Peter Gilksdirector of product insights, Spotify
In a presentation, Peter Gilks, director of product insights at music streaming company Spotify, said Project Maestro could improve his team's data preparation process. A part of its work involves visually exploring data in Tableau to find potential correlations for doing further analysis, identifying outliers and assessing data quality. This sets the stage for deeper analysis to learn more about how users interact with the Spotify platform, said Gilks, who works at the company's U.S. headquarters in New York.
But before his team can get to the visual data exploration stage, it has to prepare the data, which can be a lengthy process. Often the analysts are using log data, which Gilks described as messy and requiring some work to get to a point where it can be explored.
"[Project Maestro] is going to be a massive help," he said. "Right now, it's a fairly manual task."
Room to improve on scalability
Ventana Research analyst David Menninger said the focus on enterprise functionality makes sense, given Tableau's already strong capabilities in visualization. When it comes to creating dashboards and visualizations, users are generally happy, Menninger said. It's on the enterprise functionality side, which includes scaling to big data and supporting company-wide productionalized reports, where some see room for improvement.
"There may be things that [Tableau] could do in visualization, but there isn't a lot of work to do," he said. "But they haven't created the enterprise analytics platform."

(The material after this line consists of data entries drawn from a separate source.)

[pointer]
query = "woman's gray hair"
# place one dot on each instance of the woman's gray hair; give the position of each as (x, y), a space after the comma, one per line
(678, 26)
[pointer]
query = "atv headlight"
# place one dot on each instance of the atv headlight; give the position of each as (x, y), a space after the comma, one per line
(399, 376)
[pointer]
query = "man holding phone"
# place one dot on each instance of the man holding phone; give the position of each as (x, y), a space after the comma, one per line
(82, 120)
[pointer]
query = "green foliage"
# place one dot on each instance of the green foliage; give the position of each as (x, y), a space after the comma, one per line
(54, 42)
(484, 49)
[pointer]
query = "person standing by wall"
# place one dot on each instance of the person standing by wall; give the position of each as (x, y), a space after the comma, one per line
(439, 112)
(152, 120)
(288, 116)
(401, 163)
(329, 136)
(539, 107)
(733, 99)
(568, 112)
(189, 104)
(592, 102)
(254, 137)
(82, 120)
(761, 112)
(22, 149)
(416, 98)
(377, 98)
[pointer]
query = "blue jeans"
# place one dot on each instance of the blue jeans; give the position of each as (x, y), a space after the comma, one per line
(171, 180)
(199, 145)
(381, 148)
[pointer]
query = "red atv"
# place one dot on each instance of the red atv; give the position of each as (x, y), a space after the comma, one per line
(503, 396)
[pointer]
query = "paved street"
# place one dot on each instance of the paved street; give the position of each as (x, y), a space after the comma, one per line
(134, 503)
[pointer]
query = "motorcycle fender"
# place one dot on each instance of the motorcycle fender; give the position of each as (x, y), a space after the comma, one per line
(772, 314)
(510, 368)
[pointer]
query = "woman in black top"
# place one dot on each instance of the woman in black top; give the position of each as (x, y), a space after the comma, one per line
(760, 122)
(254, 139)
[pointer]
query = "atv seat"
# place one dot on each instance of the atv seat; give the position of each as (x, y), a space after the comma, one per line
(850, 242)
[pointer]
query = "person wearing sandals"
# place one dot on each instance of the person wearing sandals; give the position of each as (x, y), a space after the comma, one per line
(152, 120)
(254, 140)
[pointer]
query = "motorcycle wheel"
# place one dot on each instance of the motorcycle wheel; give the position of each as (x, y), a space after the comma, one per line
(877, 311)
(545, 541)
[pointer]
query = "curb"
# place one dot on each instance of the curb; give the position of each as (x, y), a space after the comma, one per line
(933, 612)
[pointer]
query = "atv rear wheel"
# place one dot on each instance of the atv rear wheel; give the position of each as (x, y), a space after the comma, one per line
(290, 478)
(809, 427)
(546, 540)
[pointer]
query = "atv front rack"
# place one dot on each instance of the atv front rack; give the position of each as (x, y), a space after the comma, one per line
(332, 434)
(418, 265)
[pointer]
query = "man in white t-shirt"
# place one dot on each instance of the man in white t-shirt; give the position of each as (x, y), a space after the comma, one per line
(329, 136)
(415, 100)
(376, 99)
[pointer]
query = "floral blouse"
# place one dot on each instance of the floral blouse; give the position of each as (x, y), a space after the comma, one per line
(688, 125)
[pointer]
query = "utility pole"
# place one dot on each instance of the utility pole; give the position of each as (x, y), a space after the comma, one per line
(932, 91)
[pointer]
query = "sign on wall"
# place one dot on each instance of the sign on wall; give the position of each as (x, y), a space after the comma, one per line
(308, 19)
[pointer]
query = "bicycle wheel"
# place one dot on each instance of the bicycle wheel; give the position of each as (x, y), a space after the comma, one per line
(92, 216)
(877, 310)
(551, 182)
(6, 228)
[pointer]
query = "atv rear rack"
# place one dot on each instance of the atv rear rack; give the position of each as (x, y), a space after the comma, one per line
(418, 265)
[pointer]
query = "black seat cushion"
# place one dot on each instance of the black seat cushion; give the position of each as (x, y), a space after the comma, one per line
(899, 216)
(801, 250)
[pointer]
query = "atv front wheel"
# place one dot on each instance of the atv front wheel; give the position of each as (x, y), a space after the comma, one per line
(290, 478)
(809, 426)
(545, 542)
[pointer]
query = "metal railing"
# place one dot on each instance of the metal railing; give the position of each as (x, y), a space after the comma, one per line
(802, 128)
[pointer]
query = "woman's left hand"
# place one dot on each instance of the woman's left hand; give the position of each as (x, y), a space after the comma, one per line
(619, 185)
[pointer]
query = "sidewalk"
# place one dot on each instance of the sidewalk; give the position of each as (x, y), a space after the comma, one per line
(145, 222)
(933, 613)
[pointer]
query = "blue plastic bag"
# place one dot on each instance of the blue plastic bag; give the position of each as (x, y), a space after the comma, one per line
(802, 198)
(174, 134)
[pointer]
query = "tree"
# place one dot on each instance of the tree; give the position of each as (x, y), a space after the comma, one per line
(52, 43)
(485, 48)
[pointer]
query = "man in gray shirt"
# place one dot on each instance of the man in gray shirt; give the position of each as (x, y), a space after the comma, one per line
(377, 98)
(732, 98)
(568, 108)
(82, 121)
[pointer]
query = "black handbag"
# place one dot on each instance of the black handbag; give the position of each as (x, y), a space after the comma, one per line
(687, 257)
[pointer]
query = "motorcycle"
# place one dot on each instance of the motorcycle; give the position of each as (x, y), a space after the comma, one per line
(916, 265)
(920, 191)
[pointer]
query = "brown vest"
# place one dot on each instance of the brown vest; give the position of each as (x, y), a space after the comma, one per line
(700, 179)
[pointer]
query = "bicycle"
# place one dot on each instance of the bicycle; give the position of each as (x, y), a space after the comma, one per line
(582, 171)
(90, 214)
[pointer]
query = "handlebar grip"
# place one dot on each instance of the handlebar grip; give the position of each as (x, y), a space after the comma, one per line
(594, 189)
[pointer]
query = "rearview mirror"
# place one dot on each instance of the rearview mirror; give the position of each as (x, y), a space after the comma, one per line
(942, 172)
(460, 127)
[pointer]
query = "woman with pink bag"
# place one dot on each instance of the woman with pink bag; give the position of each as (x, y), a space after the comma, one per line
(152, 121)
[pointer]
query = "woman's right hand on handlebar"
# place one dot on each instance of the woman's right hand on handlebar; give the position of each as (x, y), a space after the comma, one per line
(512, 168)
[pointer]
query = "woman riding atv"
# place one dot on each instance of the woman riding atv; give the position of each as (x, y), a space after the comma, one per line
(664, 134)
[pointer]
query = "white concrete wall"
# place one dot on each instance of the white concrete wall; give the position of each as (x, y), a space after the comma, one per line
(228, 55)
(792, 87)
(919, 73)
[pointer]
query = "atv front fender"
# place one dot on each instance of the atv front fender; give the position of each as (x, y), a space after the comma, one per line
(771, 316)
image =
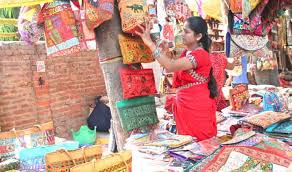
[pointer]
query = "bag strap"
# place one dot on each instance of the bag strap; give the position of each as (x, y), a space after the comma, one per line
(83, 153)
(17, 137)
(43, 133)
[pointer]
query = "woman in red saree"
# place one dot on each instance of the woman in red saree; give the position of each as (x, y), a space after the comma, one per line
(194, 105)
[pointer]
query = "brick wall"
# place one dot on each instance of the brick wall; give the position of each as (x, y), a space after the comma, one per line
(67, 87)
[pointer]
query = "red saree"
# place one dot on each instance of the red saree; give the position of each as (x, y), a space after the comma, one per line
(194, 110)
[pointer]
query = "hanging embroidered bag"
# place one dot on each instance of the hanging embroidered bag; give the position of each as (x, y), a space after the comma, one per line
(28, 29)
(136, 83)
(133, 13)
(236, 6)
(11, 142)
(60, 28)
(134, 50)
(137, 112)
(97, 12)
(86, 36)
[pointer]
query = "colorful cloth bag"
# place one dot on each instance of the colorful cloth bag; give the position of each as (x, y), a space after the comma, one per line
(132, 14)
(97, 12)
(134, 50)
(248, 6)
(136, 83)
(238, 97)
(60, 28)
(118, 162)
(28, 29)
(236, 6)
(271, 101)
(266, 119)
(33, 159)
(137, 112)
(12, 142)
(62, 160)
(86, 36)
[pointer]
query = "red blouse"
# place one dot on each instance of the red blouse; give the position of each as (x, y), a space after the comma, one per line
(200, 73)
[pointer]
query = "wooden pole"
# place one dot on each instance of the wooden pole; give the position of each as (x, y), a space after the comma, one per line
(111, 61)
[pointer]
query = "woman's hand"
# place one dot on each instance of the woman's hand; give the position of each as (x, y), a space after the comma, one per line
(145, 34)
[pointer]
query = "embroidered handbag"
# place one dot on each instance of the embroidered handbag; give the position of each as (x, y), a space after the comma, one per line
(60, 28)
(236, 6)
(62, 160)
(11, 142)
(136, 83)
(118, 162)
(132, 14)
(266, 62)
(271, 102)
(28, 29)
(165, 85)
(238, 97)
(137, 112)
(86, 37)
(33, 159)
(248, 6)
(134, 50)
(97, 12)
(247, 44)
(19, 3)
(266, 119)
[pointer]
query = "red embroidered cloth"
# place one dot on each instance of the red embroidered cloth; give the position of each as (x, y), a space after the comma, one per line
(194, 110)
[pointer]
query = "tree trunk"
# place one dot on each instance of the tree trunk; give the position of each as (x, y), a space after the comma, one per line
(111, 61)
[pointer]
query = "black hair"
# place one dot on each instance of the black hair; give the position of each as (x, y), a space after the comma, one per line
(199, 25)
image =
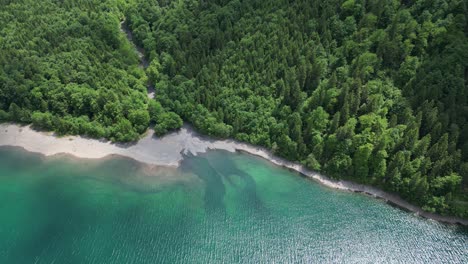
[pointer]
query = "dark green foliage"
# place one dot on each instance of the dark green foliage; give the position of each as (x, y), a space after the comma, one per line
(374, 91)
(65, 66)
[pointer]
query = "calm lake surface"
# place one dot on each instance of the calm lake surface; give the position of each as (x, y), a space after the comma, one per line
(218, 207)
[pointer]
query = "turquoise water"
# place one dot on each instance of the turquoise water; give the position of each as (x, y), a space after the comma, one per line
(216, 208)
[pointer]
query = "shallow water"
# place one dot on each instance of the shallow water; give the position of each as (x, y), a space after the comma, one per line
(217, 207)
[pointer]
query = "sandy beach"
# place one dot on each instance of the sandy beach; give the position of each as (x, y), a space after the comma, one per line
(169, 151)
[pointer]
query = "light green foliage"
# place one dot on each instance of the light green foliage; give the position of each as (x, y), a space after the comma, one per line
(353, 88)
(373, 91)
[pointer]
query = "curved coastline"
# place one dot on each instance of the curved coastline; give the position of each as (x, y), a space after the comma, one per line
(170, 150)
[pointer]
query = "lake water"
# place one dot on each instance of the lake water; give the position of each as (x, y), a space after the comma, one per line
(218, 207)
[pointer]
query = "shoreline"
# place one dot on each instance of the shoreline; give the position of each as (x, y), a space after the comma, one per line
(170, 149)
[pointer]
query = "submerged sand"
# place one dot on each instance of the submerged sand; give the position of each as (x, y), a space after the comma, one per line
(170, 150)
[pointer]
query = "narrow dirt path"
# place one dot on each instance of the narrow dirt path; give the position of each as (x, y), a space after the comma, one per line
(141, 55)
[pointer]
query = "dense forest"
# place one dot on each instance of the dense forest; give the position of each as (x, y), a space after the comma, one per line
(368, 90)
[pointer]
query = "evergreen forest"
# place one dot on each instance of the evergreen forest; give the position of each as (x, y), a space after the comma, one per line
(373, 91)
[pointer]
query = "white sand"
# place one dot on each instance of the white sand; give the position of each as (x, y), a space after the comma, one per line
(169, 150)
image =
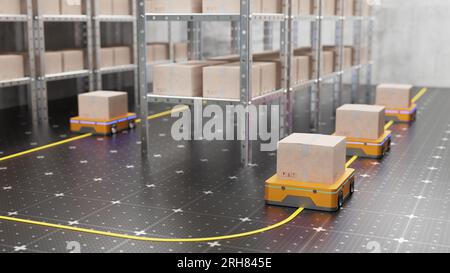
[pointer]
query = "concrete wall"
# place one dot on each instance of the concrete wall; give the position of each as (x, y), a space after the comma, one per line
(412, 42)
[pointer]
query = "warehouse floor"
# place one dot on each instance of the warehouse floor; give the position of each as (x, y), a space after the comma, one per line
(198, 189)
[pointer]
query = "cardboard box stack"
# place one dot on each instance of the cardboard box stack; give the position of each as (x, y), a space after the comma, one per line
(180, 52)
(102, 105)
(60, 7)
(13, 66)
(63, 61)
(360, 121)
(114, 7)
(157, 52)
(115, 56)
(173, 6)
(329, 7)
(234, 6)
(181, 79)
(302, 7)
(10, 7)
(311, 158)
(394, 96)
(223, 81)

Menninger said he sees Hyper as a step forward, even if it doesn't fundamentally change what Tableau does. He added that it will essentially make existing Tableau reports and dashboards run faster; it won't enable new functionality.
The Project Maestro data preparation tool could be more significant in the long run, according to Menninger. He said it will enable non-engineers and analysts -- people who typically often don't take part in data preparation -- to get involved in that stage of analysis, potentially expanding the user base for the Tableau data visualization tool.
The Tableau executive team "has demonstrated an understanding of what they have to do to continue the growth trajectory that they're on," he said.